In a 2020 report, the Commission for Environmental Cooperation found evidence of contaminated water seeping into groundwater around oil sands tailings ponds, although it is unlikely to reach natural surface waters.
Because the fine tailings take so long to accumulate and settle, it takes decades to reclaim the ponds back to a solid surface. Since 1967, when oil sands operations started, the most recent available data shows that certified reclaimed land represents 0.1 percent of the total land disturbed by the oil sands industry, according to the Pembina Institute, a non-profit think tank.
NAE technology could be a game-changer. “NAE has the potential to eliminate fluid tailings and minimize tailings ponds, allow for immediate land reclamation, and reduce emissions from ponds,” Huynh said.
NAE could reduce the amount of water required by 80 percent per barrel of bitumen produced, Huynh said. The technology replaces the use of hot water to extract bitumen with a liquid hydrocarbon solvent, which produces dry tailings instead of fluid tailings.
The $10 million from CRIN will support the construction and operation of an NAE technology field demonstration unit in Alberta. The unit is a critical step on the path to large-scale commercial deployment, Huynh said.

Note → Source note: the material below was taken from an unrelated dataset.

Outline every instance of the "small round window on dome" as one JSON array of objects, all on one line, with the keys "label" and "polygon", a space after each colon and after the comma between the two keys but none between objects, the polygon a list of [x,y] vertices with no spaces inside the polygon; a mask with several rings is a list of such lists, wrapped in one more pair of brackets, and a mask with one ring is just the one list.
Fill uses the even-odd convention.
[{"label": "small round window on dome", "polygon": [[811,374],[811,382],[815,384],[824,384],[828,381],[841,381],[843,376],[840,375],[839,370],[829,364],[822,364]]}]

The project is a collaboration by the three large oil sands producers and Exergy Solutions, a Calgary-based SME which provides technology development engineering services.
More than $44M for projects in four areas
CRIN last week announced $44.6 million in funding to support 17 projects through its “Reducing Environmental Footprint Technology Competition,” coordinated by Emissions Reduction Alberta. The projects have a combined project value of $177 million.
The projects focus on four areas: water technology, methane emissions monitoring and reduction, novel hydrocarbon extraction, and land and wellsite reclamation.
“Taken together, these projects represent an emissions reduction of approximately 64 million tonnes of CO2 equivalent (CO2e), along with significant land and water use reductions,” Andy Fillmore, parliamentary secretary to Innovation Minister François-Philippe Champagne, said during the CRIN webinar.
CRIN was created in 2020 with $100 million over four years from the federal Strategic Innovation Fund, to accelerate technology development and commercialization in the oil and gas industry. Through three major technology competitions, CRIN has now provided a total of $80 million to 28 projects.
Together, these projects have the potential to reduce greenhouse gas emissions in the oil and gas industry by 119 million tonnes of CO2 equivalent by 2033, according to CRIN.
GHG emissions from the upstream oil and gas sector amount to about 170 million tonnes, or 24 percent of Canada’s total 730 million tonnes, said Justin Wheeler, executive director, technology and innovation, at Emissions Reduction Alberta. “119 megatonnes [reduced] is a significant bite out of the oil and gas sector’s emissions,” he said.
There could be other benefits too. CRIN-funded projects are expected to reduce land use intensity by 62,000 hectares — equivalent to nearly 87,000 soccer fields — by 2033, said Ginny Flood, chair of CRIN’s board. Water use intensity could be reduced by 1.2 trillion litres, or enough to fill 480,000 Olympic-sized swimming pools. And the projects are expected to create about 2,400 new jobs by 2024, according to Flood.